If you have lingering back pain that becomes worse with prolonged sitting, you may have a spinal compression fracture. Though this sounds alarming, it is much more common than people realize, affecting approximately 700,000 Americans every year. The good news: In most cases, it can be treated without surgery.
As we age, our bones become less dense and more prone to injury. For many, this leads to osteoporosis, which often is not diagnosed until a bone breaks. While we most often associate osteoporosis with hip or wrist fractures, spinal compression fractures are actually twice as common.
A spinal compression fracture occurs when too much pressure causes a weakened vertebra to crack. Sometimes this is caused by a fall; other times, it can occur in the midst of an everyday action, such as reaching or coughing. The fracture is painful, especially when sitting, and is usually relieved by lying down.

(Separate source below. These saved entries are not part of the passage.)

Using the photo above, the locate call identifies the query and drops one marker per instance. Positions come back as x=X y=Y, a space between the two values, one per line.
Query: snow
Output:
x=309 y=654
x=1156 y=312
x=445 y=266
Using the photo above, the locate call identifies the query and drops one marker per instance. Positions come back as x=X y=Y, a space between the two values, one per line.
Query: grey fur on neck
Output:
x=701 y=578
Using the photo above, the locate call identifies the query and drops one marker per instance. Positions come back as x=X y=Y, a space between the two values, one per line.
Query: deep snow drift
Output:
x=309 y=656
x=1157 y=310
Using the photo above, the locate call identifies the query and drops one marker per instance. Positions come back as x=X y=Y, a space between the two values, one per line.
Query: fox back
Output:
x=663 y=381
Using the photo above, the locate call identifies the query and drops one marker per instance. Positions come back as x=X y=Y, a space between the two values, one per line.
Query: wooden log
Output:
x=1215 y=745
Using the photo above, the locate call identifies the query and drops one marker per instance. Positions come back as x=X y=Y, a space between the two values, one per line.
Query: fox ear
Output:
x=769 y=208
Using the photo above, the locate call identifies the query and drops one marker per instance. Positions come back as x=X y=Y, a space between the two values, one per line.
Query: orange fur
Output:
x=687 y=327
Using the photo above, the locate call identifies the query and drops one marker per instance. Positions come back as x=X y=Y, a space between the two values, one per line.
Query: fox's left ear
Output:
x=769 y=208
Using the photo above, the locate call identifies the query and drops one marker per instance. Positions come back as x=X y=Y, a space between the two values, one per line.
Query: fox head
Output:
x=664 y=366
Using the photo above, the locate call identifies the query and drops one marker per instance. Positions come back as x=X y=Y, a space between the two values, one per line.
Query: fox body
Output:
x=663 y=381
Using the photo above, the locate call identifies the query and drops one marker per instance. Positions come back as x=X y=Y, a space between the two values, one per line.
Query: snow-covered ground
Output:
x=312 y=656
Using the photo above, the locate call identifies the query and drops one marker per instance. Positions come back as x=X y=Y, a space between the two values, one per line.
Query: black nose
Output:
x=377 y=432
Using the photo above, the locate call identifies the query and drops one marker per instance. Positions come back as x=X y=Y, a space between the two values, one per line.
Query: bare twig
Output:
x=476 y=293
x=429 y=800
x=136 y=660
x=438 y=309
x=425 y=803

While some people who suffer a compression fracture may need surgery, most people heal in 6 to 8 weeks with some rest and, perhaps, a back brace to limit movement. Too much rest, however, may lead to other problems, including further loss of bone density and muscle mass, and decreases in balance and functional mobility.
A physical therapy regimen, usually consisting of weight-bearing exercises, can help strengthen the back muscles, which will not only help heal your fracture, but also prevent future osteoporosis-related fractures. In addition to weight-bearing exercises, we can work with you to improve your posture, gait, and bending and lifting techniques, so that you can continue to perform daily activities safely and with confidence.
The ideal healing process requires the patient to walk a fine line between rest and activity. If you have been diagnosed with a spinal compression fracture, we will work with you and your physician on an individualized program of rest and activity to help heal your fracture, so that you can resume your activities free of pain, with a minimized risk of reinjury.